É uma passagem que produz agudo espanto, e emociona. É enternecedora, tocante... chocante e intrigante. É bela e estranha.

É impossível não se comover com a mulher, não se comprazer em como conseguira se mostrar moralmente superiora aos discípulos e alcançar “converter” Jesus. Porém diversos detalhes importantes, entremeados no enredo, passam despercebido em uma leitura superficial.

Vamos examinar. Jesus está passando por terras estrangeiras, e é buscado por uma estrangeira. Era necessário se atravessar a região sirofenícia para ir ao mar da Galiléia e também Cesaréia de Felipe, e Jesus mais seus discípulos estavam procurando um tempo à parte das multidões. Ali era um local de terra fértil, importante entreposto comercial das rotas marítimicas, sobretudo de tinta púrpura extraída de conchas.

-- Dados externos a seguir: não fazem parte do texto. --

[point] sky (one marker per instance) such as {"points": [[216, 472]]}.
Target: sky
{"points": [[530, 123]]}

Em especial na região de Tiro, aquela terra era amplamente habitada por caananitas, povo do qual os judeus sentiam repulsa dada a herança das tradições da Bíblia Hebraica de suas inimizades. Sidom fora a casa de Jezabel ( 1 Rs 16.31), uma rainha defenestrada na tradição judaica. Contudo, contemporâneo à Jezabel, Elias proporcionou cura e alimentação para uma viúva e seu filho (2 Rs 17.8-24). Eliseu também teve um encontro marcante com uma sunamita ( 2 Rs 4.28). E estas duas figuras eram impactantes na memória popular da Galiléia no tempo de Jesus, contadas entre os núcleos comunitários e familiares, influente nas aspirações populares ante a opressão que sofriam dos poderosos considerados traidores e dos povos estrangeiros.

Temos na reação de Jesus algo que está bem pertencente a um padrão ampla e consistentemente fixado nas recordações a seu respeito. De ter uma reação inesperadamente ríspida e desafiadora ao ser abordado de forma enaltecedora, aparentemente “bajuladora” ou “interesseira” por pessoas. Seria este o caso daquela mulher? Jesus poderia ter ficado intrigado a respeito.

Este padrão é retratado no episódio do “Jovem Rico”, Mt 19,16-22; Mc 10,17-22, Lc.18.18-30. Também em Lucas 9.57-62, àqueles chegando entusiasmados, fala-se secamente sobre raposas e aves do céu tendo onde se abrigar em contraste com o Filho do Homem; mortos enterrando seus próprios mortos (respondendo ao pedido de enterrar os pais), pôr a mão no arado e não olhar pra trás. Em João 3 no diálogo com Nicodemos, um mestre, é-lhe dito para nascer de novo, sem nenhuma palavra de consideração. Vê-se que em algumas vezes, no decorrer do diálogo, Jesus ganha mais empatia com a pessoa.

A mulher aborda Jesus dirigindo-lhe súplica como “Filho de Davi”. Sem dúvida, ecoava uma atribuição a ele por parte de muitas pessoas, refletindo as concepções delas quanto ao Messias. De alguma forma relatos sobre Jesus chegaram até ela. Mas o que este “Filho de Davi” significava? Textos contemporâneos à época, muitos dos quais se tratando de aplicações a passagens antigas da Bíblia Hebraica, revelam bem. Dado o espaço e limite desta nossa reflexão, não caberia transcrever todos os mencionados.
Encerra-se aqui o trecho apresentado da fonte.